- Born: Aljenljeng Tjaluvie 25 August 1981 (age 44) Jinfeng, Taitung, Taiwan
- Occupations: Singer, songwriter, actor
- Years active: 2003–present
- Spouse: Tsai Chao-chen ​(m. 2017)​

Chinese name
- Traditional Chinese: 阿爆
- Hanyu Pinyin: Ābào
- Musical career
- Also known as: Aljenljeng Tjaluvie
- Genres: Mandopop, Pop, Rock, R&B
- Instruments: Voice, guitar and piano

= Abao (musician) =

Taiwanese singer

Aljenljeng Tjaluvie (/pwn/; born 25 August 1981), known professionally as Abao (阿爆), is an Indigenous Taiwanese singer and songwriter. Born in Taitung County, she is of the Paiwan people and performs in their language. Additionally, she is fluent in Taiwanese Hokkien and Mandarin. In 2003, she debuted with the group Abao & Brandy and won the Golden Melody Award for Best Vocal Ensemble. As a solo artist, she released an album entirely in the Paiwan language, Vavayan ("Woman") in 2016, and won the Golden Melody Award for Best Aboriginal Language Album the following year. On October 3, 2020, Abao won the Golden Melody Award for Best Aboriginal Language Album and the Album of the Year for Kinakaian ("Mother Tongue"), as well as the Song of the Year Award with "Thank You".

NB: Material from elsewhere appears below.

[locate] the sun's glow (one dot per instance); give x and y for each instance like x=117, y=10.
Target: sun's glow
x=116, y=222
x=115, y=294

Abao has stated that her music is meant to increase the pride of Taiwanese indigenous peoples in their cultures and languages, citing her own lack of fluency in Paiwan as a motivating factor. She collaborates with her mother to write the lyrics and correct her pronunciation. Additionally, she has established the label Nanguaq (meaning "good" in Paiwan) to distribute music from indigenous artists. Abao wrote an autobiography (Ari帶著問號往前走; "ari" meaning "let's go" in Paiwan) that was released in 2022.